The style and composition of the movie are also very different in ways that lessen my enjoyment.  If I ever sit through the film again (not likely), it will be to tally the number of flashbacks.  Most are flashes to previous movies.  It has become a soap opera, not a film.  The attempts do not make this movie a stand-alone film.  You have to have seen the others — all of the others, by my calculation — to appreciate what’s happening in the plot.  What’s more, some of the flashbacks actually weaken the morality of prior movies.  I understand a movie based on a dead character’s ideas is going to have flashbacks.  A house with cats will have a litterbox, too, but that doesn’t mean it has to reek  of urine.  It was exhausting to try to keep up with the twists and turns and doubletalk.  Just rip someone’s head apart and get it over with.

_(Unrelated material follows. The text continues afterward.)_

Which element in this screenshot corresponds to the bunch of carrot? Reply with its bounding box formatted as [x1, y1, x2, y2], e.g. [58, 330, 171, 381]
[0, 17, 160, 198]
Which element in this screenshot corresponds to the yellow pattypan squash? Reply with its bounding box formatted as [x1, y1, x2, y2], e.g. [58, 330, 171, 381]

In summary, I didn’t like it.  (Did you get that?)  Not the worst film I’ve seen this year, but in the lowest quartile.  C-.  It was good enough that I didn’t feel like I flushed my money away, but bad enough that I wonder which doors in that hallway would have been better investments.

While I’m at it, I’ve been reading WotF XXV (lots of Roman numerals today).  Only three stories so far: Jordan Lapp’s “After the final Sunset, Again”, Emery Huang’s “Gardens of Tian Zi”, and Gra Linnaea’s “Life in Steam”, those being the three that really leapt out at me based on outside experience.  Jordan’s a friend, Emery is a message board acquaintance, and Gra is…out there somewhere, so these will not be scathing reviews.  They wouldn’t be anyway since all three stories were quite good.

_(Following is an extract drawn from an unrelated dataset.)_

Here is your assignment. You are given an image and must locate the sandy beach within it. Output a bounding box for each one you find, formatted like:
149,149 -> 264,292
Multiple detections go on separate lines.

The question that most entertains me is “which of the three was the best?”  It should be an obvious answer since Emery won the Gold Award, Jordan’s story placed first, and Gra’s was a third place finisher. Apparently that means nothing.  I found “Garden of Tian Zi” a bit derivative with the secret society man with super-speed and super-strength…  Still, the setting and backstory and such were quite unique (frogs for computers?) and interesting.  But it didn’t scream cream-of-the crop to me.  “After the Final Sunset, Again” was more out of left field (where all great ideas come from) and had me revetted through the first two-thirds.  The Phoenix idea was inspired and the Phoenix charactyer was breathtaking.  The ending blindsided me and left me staggering, muttering “what?”  I think I needed just a touch more twist to it resonate in my palate.  Nonetheless, a great story.  As for “Life in Steam”, I was thrown by the ancient-theory-as-science in the beginning, but I suspect that’s a favorite steampunk ploy, reminiscent of Moorcock.  Once I got into things and met Wood, I was swept away bby the storytelling.  A bit more poetic than I’m used to.  On the downside, the protagonist made the rest of the story almost moot since it was obvious where this was going; I feel like there might have been more interesting ways to get there.

All three stories were fantastic, but none flawless.  (When’s the last time you read a flawless story?  Really?)  Their quality gives me great hope for the rest of the volume.  I intend to select my own “Gold Award” (Bear Claw Award?) winner (not that they’ll get anything but some comments here) and I’ll be surprised if it ends up being any of these three.  I think a strong, surprising ending is what I look for most in a story (probably because endings give me so much trouble), and I didn’t feel like any of these endings wowed me enough.  But who knows.  Congratulations to all three writers on their excellent stories; I expect great things from all three careers to come.